The Beavans give up toilet paper, any products with packaging, cars and public transit, elevators, plastic bags, and shopping for anything new. In addition, they won't use washing machines, disposable diapers, or food grown outside a 250-mile radius of NYC. It's an ambitious plan and the Beavans engage it in more dramatic phases over time. At the six-month mark, Beavan turns off the electricity in his apartment, relying instead on the small amount of juice produced by a solar panel on his roof (which allows him to blog and video chat). The film follows the family as they take a variety of steps to move in the direction of minimizing their impact on the environment.
While the Beavans may be an extreme example, we probably all know someone with at least a somewhat similar attitude or have been exposed to such thinking.

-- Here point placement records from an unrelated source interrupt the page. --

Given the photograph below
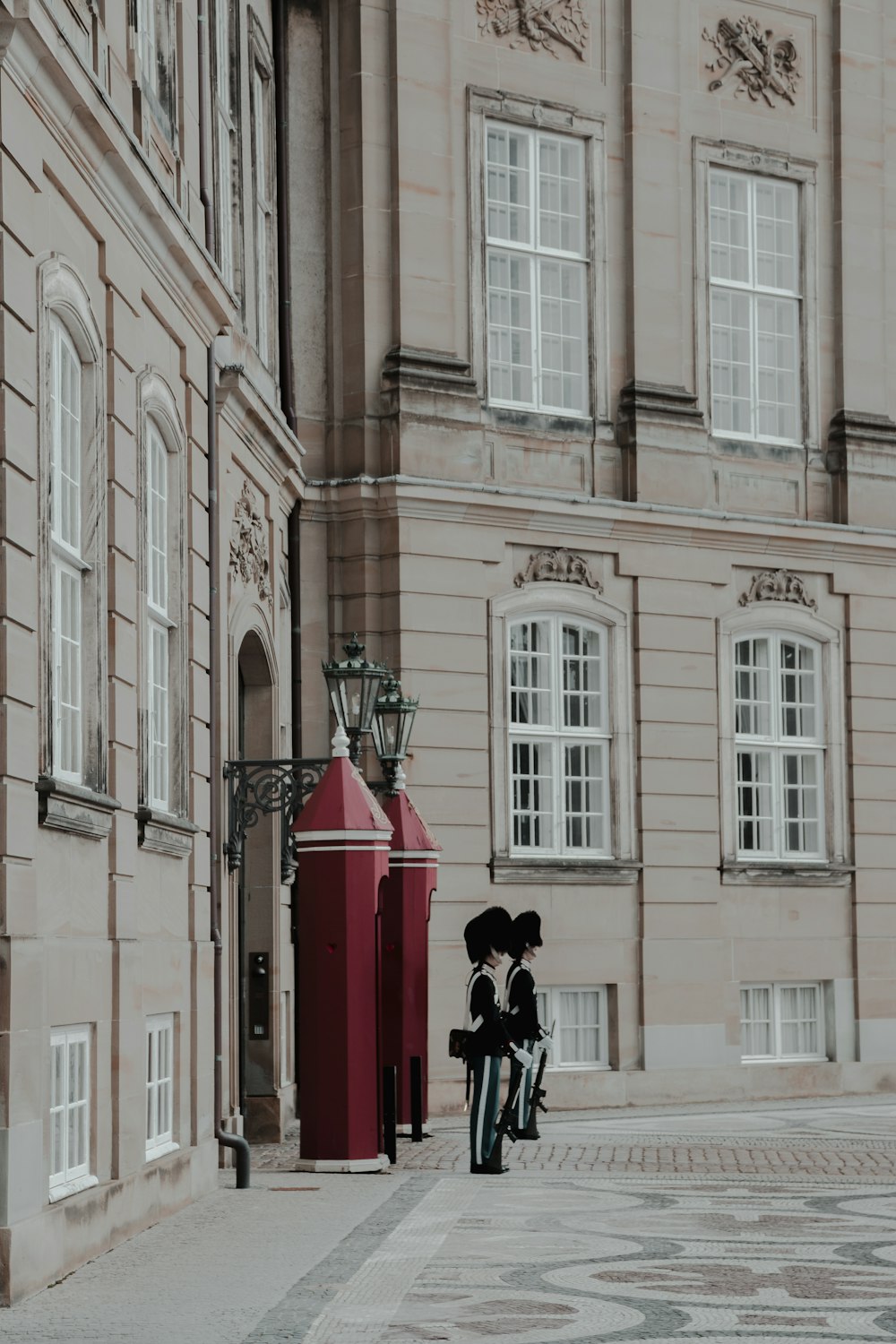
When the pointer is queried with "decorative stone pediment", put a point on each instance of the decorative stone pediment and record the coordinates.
(249, 543)
(541, 24)
(751, 59)
(778, 586)
(557, 566)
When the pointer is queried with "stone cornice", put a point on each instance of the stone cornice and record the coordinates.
(78, 113)
(271, 440)
(591, 518)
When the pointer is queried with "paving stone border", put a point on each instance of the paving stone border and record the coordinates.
(296, 1312)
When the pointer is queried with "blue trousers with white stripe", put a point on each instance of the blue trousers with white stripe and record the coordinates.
(484, 1112)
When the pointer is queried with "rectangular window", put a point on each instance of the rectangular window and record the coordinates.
(579, 1021)
(160, 1073)
(159, 624)
(782, 1021)
(536, 271)
(69, 1107)
(755, 306)
(559, 738)
(263, 190)
(780, 747)
(225, 137)
(66, 556)
(156, 48)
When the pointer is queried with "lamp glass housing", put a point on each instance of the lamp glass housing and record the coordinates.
(354, 685)
(392, 723)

I know a guy who refuses to purchase anything made outside the U.S. and only eats locally grown food in an effort to help the environment. In middle school I had a teacher who distributed hand-outs which contrasted the gluttony of Americans with more virtuous Indians, who had both a lower caloric intake and lower consumption of almost all goods. Various religious orders mandate their members take a vow of poverty and eschew private possessions.

The problem with such an attitude is that it is, in a word, stupid. It's backwards, counter-productive and of only dubious benefit to the environment. Imagine that we all adopted this attitude and forsake trade, consuming only that which we could produce. We would be beholden to what we could grow in our gardens, live in hovels that only we could construct and wear only the clothing we could make.

Beyond rendering us all poor and disease-ridden, it wouldn't be particularly good for the environment either. Instead of obtaining our food from efficient farms, a multitude of garden plots would spring up, consuming vast amounts of wildlife habitat. Here in D.C., Rock Creek Park would likely be deforested and plowed under in no time flat. If you're concerned about rain forest destruction now, just wait until millions of Brazilians who work in factories or the service sector suddenly have to produce their own food. At least they would have access to food -- many of those in less fertile environments would simply starve (Iceland, Japan).

It may be tempting to dismiss this argument as overly extreme. After all, people who consume locally-grown food tend to define "local" as up to 100 miles away or more. But if closer is better, what can be more beneficial than one's own backyard?

The reality is that price is actually a very good proxy for the amount of resources consumed to produce a particular product, and thus its environmental impact. The cheaper something is the more likely it is better for the environment, as price reflects the cost of inputs. If an apple from Washington is cheaper than one from Maryland, a resident of D.C. is better off buying the former. We should always reward efficiency, which encourages doing more with less -- something inherently good for the environment.

In fairness price doesn't always tell the whole story. One product might be cheaper than another because the producer dumped its toxic waste in a river rather than more appropriate -- and expensive -- disposal. That's a failure of regulation, not capitalism.

It's also possible that the cheaper price is a result of lower labor costs, which is a reason many goods from China are cheaper than those made here in the U.S. However, depriving someone of a job from another country doesn't help save the planet. Indeed, as poor countries become wealthier there tends to be a corresponding improvement in the environment. Only the rich can afford hybrid cars or solar powered homes.

If you want to promote a greener lifestyle, focus more on the price tag than the sticker indicating where it's made.